They scuttled around like crabs, some in the rigging, some washing the deck, and other doing a whole lot of nothing. It might have been the heat, but Jack was certain that he’d been in this strangeness before. He peered over the edge of his ship and saw water, so was not in the Locker again.
Jack had been looking for something, but what was it? He checked his belt for his compass and found that it was gone, just like the last twenty times he’d looked for it. If he didn’t have his compass, how was he supposed to remember what kind of treasure he’d been after?
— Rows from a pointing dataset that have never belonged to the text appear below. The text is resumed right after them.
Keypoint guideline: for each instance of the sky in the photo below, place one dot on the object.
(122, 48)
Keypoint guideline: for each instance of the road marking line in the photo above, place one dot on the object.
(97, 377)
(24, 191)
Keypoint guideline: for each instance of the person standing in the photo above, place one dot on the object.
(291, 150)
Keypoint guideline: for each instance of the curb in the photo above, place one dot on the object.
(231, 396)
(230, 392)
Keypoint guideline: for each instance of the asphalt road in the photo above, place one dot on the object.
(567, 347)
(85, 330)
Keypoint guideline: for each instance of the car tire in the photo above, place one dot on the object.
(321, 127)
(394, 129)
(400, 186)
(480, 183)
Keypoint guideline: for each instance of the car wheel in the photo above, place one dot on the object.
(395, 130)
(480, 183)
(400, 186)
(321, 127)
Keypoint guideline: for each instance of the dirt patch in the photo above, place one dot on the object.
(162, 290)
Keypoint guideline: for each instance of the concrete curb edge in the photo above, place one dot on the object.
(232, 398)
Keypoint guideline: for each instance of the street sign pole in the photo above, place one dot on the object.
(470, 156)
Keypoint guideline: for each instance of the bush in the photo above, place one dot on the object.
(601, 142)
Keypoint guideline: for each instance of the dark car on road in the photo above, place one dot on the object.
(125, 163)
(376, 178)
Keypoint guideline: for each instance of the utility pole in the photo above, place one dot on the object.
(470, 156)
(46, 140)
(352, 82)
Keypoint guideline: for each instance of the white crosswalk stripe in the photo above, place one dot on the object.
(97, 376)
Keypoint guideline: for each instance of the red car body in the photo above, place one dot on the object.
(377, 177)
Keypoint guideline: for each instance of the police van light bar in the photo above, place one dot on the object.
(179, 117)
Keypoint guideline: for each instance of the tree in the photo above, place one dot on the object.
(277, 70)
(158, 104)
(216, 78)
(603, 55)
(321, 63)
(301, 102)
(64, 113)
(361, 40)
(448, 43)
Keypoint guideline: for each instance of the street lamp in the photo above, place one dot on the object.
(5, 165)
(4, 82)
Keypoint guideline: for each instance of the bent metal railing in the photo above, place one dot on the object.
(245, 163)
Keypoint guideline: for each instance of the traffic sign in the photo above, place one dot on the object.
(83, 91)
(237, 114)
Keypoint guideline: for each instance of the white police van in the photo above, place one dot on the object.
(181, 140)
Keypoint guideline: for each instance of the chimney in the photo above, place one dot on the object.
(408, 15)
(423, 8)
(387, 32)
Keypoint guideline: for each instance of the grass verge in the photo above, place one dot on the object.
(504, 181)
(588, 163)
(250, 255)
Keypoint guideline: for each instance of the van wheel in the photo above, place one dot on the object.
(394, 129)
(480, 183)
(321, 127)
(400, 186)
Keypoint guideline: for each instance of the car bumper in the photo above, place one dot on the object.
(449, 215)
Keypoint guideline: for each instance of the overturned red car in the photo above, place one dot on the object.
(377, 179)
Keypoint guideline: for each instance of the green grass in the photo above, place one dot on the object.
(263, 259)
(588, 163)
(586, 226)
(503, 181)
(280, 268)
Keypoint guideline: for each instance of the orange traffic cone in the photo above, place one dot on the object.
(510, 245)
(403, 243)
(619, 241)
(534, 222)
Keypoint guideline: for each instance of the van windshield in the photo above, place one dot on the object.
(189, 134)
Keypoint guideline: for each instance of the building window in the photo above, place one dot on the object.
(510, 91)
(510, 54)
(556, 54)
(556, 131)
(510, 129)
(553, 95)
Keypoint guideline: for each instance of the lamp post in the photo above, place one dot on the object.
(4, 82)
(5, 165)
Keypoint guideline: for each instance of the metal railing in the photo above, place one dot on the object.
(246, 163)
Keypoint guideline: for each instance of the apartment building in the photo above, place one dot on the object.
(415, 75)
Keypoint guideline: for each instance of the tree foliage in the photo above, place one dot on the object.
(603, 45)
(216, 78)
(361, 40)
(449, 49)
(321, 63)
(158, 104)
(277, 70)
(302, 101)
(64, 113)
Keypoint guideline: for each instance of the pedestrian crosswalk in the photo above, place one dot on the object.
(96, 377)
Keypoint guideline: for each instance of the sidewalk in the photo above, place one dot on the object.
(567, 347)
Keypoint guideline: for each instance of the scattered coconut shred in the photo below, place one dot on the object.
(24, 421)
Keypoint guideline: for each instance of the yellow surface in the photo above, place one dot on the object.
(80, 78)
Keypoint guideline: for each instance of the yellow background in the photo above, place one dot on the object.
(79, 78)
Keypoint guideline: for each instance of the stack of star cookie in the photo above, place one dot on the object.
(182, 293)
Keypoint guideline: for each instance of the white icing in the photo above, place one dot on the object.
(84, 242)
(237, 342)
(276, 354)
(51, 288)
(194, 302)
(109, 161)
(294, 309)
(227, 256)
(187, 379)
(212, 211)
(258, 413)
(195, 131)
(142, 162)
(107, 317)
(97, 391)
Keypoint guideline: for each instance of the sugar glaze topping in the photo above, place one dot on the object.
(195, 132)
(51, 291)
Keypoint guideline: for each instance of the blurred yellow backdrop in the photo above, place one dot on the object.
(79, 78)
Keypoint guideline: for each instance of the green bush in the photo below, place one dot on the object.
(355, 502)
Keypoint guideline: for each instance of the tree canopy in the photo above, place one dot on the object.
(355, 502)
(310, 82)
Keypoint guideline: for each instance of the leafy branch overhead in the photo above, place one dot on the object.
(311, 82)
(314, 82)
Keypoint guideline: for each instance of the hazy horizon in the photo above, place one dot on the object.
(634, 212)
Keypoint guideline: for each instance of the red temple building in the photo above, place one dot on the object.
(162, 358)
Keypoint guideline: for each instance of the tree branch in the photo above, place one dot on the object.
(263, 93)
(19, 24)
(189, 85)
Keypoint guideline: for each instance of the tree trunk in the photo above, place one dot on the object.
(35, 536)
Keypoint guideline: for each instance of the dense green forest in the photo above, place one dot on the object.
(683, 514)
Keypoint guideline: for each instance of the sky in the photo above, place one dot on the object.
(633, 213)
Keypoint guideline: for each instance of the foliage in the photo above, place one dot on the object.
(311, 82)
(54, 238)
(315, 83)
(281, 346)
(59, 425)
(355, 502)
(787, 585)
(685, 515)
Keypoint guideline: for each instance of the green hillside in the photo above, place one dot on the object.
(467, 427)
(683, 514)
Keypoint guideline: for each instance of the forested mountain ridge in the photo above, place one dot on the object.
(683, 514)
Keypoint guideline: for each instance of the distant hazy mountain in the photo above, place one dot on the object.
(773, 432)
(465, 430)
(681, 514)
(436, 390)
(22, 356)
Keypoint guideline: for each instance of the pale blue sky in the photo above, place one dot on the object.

His entire ship wavered like heat coming off desert sand, then vanished, leaving him on a tiny boat under the scorching Caribbean sun.
“Damn,” he croaked softly.
He was going to need a ship that was more reliable if he planned on doing any kind of pillaging… He couldn’t be in the middle of a raid on some port and have both his crew and his ship disappearing like smoke in the wind. Jack would become the laughing stock of the whole Caribbean.
Wasn’t he standing just a moment ago? When had he taken up a completely prone position on the base of this tiny dinghy? If he ever saw a dinghy ever again, it would be too soon.
He reached up slowly to pull his hat further down over his eyes, but his hand shook slightly. It really had been acting up the past few days.
Exactly how many days had it been since Barbossa kicked him off the Pearl? Jack couldn’t recall. On the second day, he’d found a small stash of food under the supporting planks of the dinghy, hopefully put there by someone on the Pearl who actually liked him. There had even been a bottle of rum (not the empty one) that had been thoughtfully provided, but he’d burned through all of that some time ago. Hunger had really ceased to be an issue because his stomach had given up on him about the third day it hadn’t received sustenance.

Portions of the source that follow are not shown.